[Vision2020] Bees
Don Coombs
mushroom at moscow.com
Thu Oct 16 14:04:35 PDT 2008
Good post, Ellen (about making people's yards
bee-friendly).
With all the bad news about honey bees, it's comforting
to remember that things did get pollinated in North
America before the traditional honey bees were imported
from Europe. Most of that was done by native bees like
the "mason bee," called that because it "mortars up"
individual eggs in chambers with a store of pollen.
Mason bees either don't have stingers or don't ever use
them. They aren't social insects, or at least not
socialistic, and because they have no hive to defend
they are either slow or impossible to anger.
The bad news about mason bees is that they don't
produce honey. The good news is that they are much
better pollinators than regular bees, because they are
fuzzier and visit more blossoms.
If you have some fruit trees that don't produce well --
especially oriental plums -- some mason bees could help
a lot. I keep some in the refrigerator and put them out
just before my plum trees blossom.
You can make your yard "mason bee friendly" just by
putting out paper tubes with a 9/32 inch inner
diameter, or drilling 9/32 holes in old wood or dead
trees. Or putting shingles on outside walls and leaving
a 9/32 gap between shingles. Mason bees will find the
nesting sites. If a Moscow location is sheltered from
the weather, the bees will overwinter outside.
Without people with electric drills, mason bees have to
make-do with open stems of dead plants and misc.

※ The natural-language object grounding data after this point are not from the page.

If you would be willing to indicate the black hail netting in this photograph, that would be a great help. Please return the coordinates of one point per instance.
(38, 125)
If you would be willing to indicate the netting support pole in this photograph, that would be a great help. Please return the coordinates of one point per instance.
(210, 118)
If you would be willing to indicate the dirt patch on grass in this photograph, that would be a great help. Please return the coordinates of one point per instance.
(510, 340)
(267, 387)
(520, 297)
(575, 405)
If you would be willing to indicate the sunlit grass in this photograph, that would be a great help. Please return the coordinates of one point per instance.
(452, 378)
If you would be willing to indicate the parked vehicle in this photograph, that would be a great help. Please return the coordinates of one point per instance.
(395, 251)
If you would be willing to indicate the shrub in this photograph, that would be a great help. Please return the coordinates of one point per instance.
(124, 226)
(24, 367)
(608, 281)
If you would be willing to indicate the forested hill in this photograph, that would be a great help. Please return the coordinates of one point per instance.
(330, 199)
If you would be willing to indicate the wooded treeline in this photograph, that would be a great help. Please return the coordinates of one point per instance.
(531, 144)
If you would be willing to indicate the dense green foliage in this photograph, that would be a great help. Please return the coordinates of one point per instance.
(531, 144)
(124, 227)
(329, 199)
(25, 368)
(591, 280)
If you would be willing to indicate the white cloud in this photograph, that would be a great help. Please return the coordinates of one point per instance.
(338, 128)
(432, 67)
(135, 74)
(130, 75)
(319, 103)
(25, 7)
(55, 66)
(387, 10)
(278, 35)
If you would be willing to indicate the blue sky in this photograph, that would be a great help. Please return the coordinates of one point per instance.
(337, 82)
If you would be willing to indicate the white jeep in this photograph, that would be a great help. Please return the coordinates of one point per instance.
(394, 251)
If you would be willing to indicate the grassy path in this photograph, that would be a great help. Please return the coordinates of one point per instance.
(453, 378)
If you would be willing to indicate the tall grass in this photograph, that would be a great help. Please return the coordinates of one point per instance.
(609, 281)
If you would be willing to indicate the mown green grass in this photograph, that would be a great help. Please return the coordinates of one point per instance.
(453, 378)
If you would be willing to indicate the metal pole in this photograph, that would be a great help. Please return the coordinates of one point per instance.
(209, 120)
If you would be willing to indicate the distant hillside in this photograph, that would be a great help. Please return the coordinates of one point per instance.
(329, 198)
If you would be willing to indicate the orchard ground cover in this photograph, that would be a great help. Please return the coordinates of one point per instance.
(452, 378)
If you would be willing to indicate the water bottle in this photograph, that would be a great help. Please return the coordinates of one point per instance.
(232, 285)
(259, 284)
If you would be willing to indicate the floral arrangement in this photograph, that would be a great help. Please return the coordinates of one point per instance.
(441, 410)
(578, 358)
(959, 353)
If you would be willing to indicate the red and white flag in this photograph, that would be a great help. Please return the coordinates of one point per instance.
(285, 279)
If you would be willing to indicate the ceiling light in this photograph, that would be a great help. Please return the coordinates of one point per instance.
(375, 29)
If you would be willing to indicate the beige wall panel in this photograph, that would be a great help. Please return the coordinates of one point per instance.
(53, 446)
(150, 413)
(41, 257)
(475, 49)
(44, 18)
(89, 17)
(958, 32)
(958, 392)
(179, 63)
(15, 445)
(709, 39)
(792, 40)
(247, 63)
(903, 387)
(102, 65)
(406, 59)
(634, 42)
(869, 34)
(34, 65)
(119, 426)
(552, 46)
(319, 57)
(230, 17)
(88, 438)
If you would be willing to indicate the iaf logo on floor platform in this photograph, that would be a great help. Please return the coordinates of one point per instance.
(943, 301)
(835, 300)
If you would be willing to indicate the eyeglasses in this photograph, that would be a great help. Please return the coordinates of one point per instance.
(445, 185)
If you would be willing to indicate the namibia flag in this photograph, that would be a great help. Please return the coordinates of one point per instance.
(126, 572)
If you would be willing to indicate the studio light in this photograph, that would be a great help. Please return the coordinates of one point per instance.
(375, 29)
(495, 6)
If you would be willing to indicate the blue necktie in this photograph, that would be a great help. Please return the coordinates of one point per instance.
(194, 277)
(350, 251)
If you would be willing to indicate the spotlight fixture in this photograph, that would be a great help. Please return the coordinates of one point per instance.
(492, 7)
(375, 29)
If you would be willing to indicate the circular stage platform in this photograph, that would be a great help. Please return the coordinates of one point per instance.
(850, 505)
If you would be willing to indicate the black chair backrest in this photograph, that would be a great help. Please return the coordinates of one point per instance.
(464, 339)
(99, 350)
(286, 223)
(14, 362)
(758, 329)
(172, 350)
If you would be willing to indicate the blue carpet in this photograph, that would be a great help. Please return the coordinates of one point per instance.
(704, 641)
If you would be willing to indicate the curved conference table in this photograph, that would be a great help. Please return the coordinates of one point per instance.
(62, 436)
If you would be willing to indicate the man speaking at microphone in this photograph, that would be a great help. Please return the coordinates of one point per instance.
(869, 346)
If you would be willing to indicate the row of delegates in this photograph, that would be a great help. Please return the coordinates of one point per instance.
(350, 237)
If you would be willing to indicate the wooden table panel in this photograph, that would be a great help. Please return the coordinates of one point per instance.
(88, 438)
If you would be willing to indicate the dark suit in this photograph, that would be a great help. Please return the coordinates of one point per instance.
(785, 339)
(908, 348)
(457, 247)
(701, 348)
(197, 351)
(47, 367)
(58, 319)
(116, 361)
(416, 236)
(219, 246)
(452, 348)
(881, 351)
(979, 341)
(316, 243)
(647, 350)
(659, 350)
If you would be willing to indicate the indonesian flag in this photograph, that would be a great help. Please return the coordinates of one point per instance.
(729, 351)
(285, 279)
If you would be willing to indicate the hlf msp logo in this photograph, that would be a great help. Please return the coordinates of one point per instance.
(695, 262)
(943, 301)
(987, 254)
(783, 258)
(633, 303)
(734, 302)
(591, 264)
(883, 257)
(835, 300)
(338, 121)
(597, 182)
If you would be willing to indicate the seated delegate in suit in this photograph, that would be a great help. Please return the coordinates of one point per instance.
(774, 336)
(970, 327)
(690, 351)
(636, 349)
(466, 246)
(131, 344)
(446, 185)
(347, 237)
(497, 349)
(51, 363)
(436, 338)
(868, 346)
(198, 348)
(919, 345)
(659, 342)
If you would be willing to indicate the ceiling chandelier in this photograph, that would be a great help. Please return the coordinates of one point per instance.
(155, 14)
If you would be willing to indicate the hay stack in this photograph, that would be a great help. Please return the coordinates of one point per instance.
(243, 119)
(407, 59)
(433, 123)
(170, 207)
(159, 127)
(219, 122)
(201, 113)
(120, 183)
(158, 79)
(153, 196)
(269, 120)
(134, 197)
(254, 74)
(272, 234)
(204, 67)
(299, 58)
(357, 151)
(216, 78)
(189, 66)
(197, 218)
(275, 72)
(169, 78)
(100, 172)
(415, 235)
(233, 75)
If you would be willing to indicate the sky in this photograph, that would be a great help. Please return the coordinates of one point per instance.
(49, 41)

crannies -- which limits population. Mason bees will
nest in larger holes than 9/32, but that demands more
mortaring to seal up the cells, and limits population.
They will nest in smaller holes, but then the split
between male and female bees tips toward male, and the
males are useless except for the one thing they do in
the spring, when they first come out.
I only tell you these things because they are true.